Reservations: Easy to book , no advance-booking difficulty signals in the data, and the ¥¥ price tier at this address suggests walk-ins may be possible, though booking ahead is always sensible for weekend evenings. Dress: No dress code on record; smart casual is appropriate for the neighbourhood. Budget: ¥¥ , mid-range for Shanghai; expect a comfortable spend without the premium pricing of starred or upper-tier Chinese restaurants. Address: 134 Jinxian Road, Luwan District, Shanghai. Getting there: Jinxian Road is accessible on foot from South Shaanxi Road metro station (Lines 1 and 10). Phone/Website: Not available in current data , check a local booking platform or map app for current contact details.
For more on eating and drinking in the city, see our full Shanghai restaurants guide, our Shanghai bars guide, our Shanghai hotels guide, our Shanghai wineries guide, and our Shanghai experiences guide.

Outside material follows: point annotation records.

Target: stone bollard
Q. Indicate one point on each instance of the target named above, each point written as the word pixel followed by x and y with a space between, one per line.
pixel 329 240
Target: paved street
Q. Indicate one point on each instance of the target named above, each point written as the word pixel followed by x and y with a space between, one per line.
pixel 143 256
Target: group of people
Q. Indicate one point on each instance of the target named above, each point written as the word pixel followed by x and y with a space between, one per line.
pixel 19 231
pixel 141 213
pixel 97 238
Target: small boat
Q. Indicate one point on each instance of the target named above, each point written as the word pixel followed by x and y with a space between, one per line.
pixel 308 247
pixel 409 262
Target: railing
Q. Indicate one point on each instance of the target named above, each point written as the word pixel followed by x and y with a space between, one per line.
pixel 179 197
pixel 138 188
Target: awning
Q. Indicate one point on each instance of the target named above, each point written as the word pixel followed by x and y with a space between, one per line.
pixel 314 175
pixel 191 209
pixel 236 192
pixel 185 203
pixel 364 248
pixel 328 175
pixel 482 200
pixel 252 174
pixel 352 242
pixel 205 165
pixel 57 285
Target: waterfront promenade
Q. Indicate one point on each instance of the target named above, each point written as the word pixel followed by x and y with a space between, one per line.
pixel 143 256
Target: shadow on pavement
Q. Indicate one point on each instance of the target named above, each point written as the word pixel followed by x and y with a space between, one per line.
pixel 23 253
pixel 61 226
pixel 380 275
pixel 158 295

| Venue | Cuisine | Price | Awards | Booking Difficulty | Value |
|---|---|---|---|---|---|
| Mao Long | Shanghainese | ¥¥ | Michelin Bib Gourmand (2025); Michelin Bib Gourmand (2024) | Easy | — |
| Fu He Hui | Vegetarian | ¥¥¥¥ | Michelin 2 Star, World's 50 Best | Unknown | — |
| Ming Court | Cantonese | ¥¥¥ | Michelin 1 Star | Unknown | — |
| Polux | French | ¥¥ | Unknown | — | |
| Royal China Club | Chinese, Cantonese | ¥¥¥ | Unknown | — | |
| Scarpetta | Italian | ¥¥¥ | Unknown | — |
What to weigh when choosing between Mao Long and alternatives.
Nothing in the available data confirms how Mao Long handles specific dietary requests. That said, traditional Shanghainese cooking is heavily meat- and seafood-forward, so vegetarians and those avoiding pork or shellfish should confirm options directly before booking. At the ¥¥ price tier, the menu is likely concise, which makes it easier to ask about substitutions in person.

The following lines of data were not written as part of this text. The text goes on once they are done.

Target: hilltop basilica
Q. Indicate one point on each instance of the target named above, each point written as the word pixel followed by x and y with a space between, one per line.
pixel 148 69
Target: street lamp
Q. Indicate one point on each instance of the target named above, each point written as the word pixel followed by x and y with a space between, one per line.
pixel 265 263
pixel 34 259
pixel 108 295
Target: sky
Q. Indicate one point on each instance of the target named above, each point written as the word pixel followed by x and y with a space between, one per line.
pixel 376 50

No bar seating is documented for Mao Long. Shanghainese restaurants at this price tier on Jinxian Road typically run table service rather than counter or bar formats, so a walk-in table is the more realistic option for a casual solo meal.
Yes — a Michelin Bib Gourmand at ¥¥ pricing makes Mao Long a low-commitment solo option in the French Concession. You're not locked into a multi-course format or a steep per-head spend, and the neighbourhood is easy to walk from most central Shanghai hotels. Solo diners at mid-budget Shanghainese spots in this area generally seat quickly, though confirming walk-in availability ahead of peak meal times is sensible.
Mao Long is primarily known for Shanghainese in Shanghai.